O nosso encontro já estava marcado no meu coração, vida após vida. Dizem que quando você encontra seu professor, pede para ser sua aluna e ele aceita te ensinar o caminho do meio, ele nunca mais desiste de você, e vida após vida ele te encontra, seja quando for, seja onde estiver. O relacionamento mais íntimo de todos.

Dessa vez foi assim: um dia eu acordei me sentindo muito incomodada e nada do que eu estava acostumada a fazer para ficar feliz funcionava mais. Eu estava procurando uma coisa, mas não sabia o que era. E eu, que estava acostumada a ver a vida pelos olhos, não entendi muito bem aquele zumbido do meu coração. Foi horrível, só piorava, eu me perguntava dèsolè: “cara, o que é isso que eu preciso achar?!”. Um belo dia acordei com a resposta: eu preciso aprender a cantar mantras! Assim, out of the blue. Decidi que precisava aprender a cantar mantras como quem olha no espelho e decide que está na hora de cortar o cabelo. E lá fui eu para o lugar mais óbvio do mundo na minha cabeça, uma livraria, é claro.

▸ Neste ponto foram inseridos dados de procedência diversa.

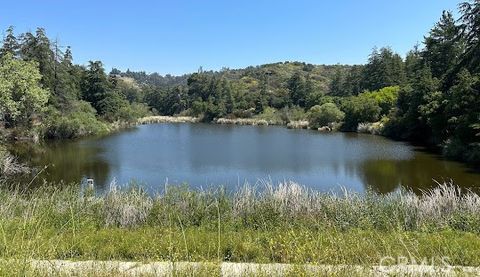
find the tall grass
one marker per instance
(285, 223)
(445, 207)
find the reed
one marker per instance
(168, 119)
(263, 223)
(245, 121)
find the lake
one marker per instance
(206, 155)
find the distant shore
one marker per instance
(298, 124)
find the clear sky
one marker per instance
(178, 36)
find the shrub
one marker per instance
(359, 109)
(79, 123)
(320, 116)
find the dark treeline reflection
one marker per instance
(211, 155)
(64, 162)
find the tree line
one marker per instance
(432, 95)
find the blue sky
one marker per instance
(178, 36)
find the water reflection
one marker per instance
(204, 155)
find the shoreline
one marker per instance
(297, 124)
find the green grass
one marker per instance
(281, 224)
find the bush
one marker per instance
(323, 115)
(79, 123)
(294, 113)
(271, 115)
(359, 109)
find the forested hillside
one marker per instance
(432, 95)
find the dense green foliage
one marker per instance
(431, 96)
(41, 87)
(325, 114)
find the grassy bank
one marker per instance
(281, 224)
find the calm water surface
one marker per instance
(205, 155)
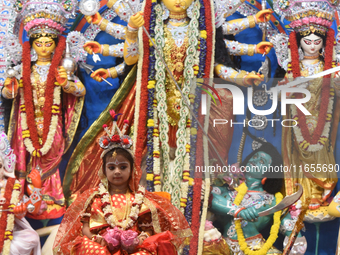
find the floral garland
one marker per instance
(107, 208)
(274, 231)
(30, 134)
(183, 139)
(318, 139)
(7, 218)
(182, 159)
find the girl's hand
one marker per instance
(264, 47)
(249, 214)
(94, 19)
(99, 74)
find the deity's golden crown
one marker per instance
(44, 16)
(308, 16)
(115, 138)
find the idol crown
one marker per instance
(307, 16)
(44, 16)
(115, 137)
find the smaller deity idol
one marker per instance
(260, 191)
(310, 143)
(48, 101)
(119, 216)
(16, 235)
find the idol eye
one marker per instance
(307, 42)
(317, 42)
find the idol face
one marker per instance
(311, 45)
(44, 46)
(118, 170)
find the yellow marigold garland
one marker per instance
(274, 231)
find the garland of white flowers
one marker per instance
(156, 152)
(52, 129)
(303, 144)
(183, 139)
(107, 208)
(161, 100)
(183, 132)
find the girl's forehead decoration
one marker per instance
(114, 155)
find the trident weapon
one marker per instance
(88, 69)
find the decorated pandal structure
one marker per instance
(125, 127)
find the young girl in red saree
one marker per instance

A sessão de livros de religião e auto-ajuda era grande e lotada de livros do Dalai Lama e outros gurus. Pedi ajuda para o vendedor que pediu ajuda para o computador, e achamos vários livros de mantras com as mais diferentes finalidades, “como fazer as plantas crescerem com mantras” e por aí vai. Escolhi um livro de mantras, mas o zumbido no meu coração não parou. Do nada, fui até o canto de baixo da prateleira, bem no final, no cantinho, e encontrei um livro preto, com a foto de um velhinho-barbudo-de-cabelo-branco-com-um-coque-no–topo-da-cabeça-mais-incrível-do-mundo na capa. Olhei para a foto como se olha para o retrato de um velho conhecido e levei o livro para casa.

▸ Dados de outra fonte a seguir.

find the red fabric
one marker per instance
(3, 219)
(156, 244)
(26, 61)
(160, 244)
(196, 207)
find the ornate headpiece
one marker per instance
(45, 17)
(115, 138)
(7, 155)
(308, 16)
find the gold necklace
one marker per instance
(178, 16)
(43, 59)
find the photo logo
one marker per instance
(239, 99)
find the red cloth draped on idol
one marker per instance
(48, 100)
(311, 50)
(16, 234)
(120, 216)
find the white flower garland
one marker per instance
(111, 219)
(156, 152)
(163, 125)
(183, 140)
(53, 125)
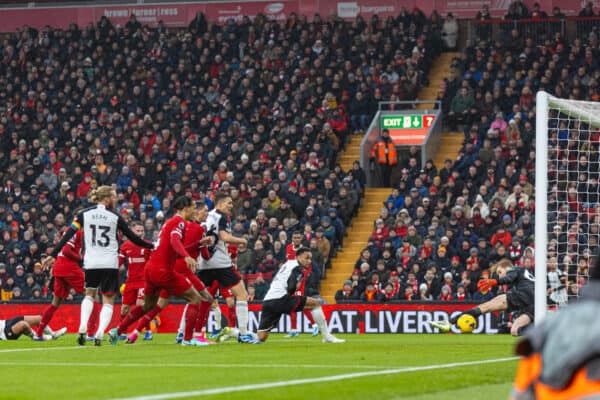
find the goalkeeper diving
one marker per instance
(519, 298)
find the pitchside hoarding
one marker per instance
(342, 318)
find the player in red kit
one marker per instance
(290, 252)
(67, 275)
(161, 275)
(135, 258)
(195, 243)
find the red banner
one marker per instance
(181, 14)
(342, 318)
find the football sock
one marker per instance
(144, 322)
(309, 316)
(46, 317)
(93, 321)
(202, 316)
(294, 321)
(87, 306)
(231, 315)
(135, 314)
(241, 310)
(218, 317)
(320, 320)
(190, 320)
(105, 318)
(182, 321)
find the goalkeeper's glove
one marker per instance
(484, 285)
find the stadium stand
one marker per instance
(259, 109)
(435, 241)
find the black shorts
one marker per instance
(521, 302)
(227, 277)
(104, 279)
(273, 309)
(10, 335)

Meses depois fui à casa do meu amigo Marcão, vocalista do Lobotomia, em Visconde de Mauá. Ele morava em uma cabana style de madeira no meio do mato, no melhor estilo iogue da montanha. As paredes eram cobertas por mantras em tibetano, e para a minha surpresa, fotos do velhinho-incrível-do-livro, que , tchanannmmm, era o Chagdud Tulku Rinpoche, um grande mestre de budismo, o professor tibetano que o Marcão sempre falava. Outros tantos meses depois, o Marcão me liga e me convida para conhecer o professor dele, que iria inaugurar um centro de budismo em São Paulo. Topei na hora e fui muito feliz conhecer o tal centro budista. O lugar estava super cheio e tive de esperar um tempão para conseguir entrar e ver o Rinpoche. Um tempão, nesse caso, foram 28 anos nessa vida.

Quando eu finalmente consegui entrar, sentar de pernas cruzadas na frente do Rinpoche e olhar para ele pela primeira vez, a sala ficou brilhante, como se estivesse cheia de pó de pirlimpimpim, e a minha voz falou aliviada em alto e bom som no meu próprio ouvido: “você não precisa mais ter medo, você achou quem você estava procurando”. Isso foi em 2000, mas me lembro como se fosse agora a minha felicidade e sensação de paz. E a vida nunca mais foi a mesma.

O meu "papai noel" não fala “ohohoh”, ele fala “keep going”.Ele me deu o vale-presentes mais valioso de todos. Mais valioso que um diamante, um jato ou uma bola autografada pelo Pelé. Ele me ensinou a “keep going”. Quando tudo está confuso, esquisito ou desconfortável, eu lembro:  “keep going”, e confio que vai passar. E com um sorriso no rosto lembro que nada é permanente, que eu colho o que planto e que a vida é muito curta para perder tempo reclamando.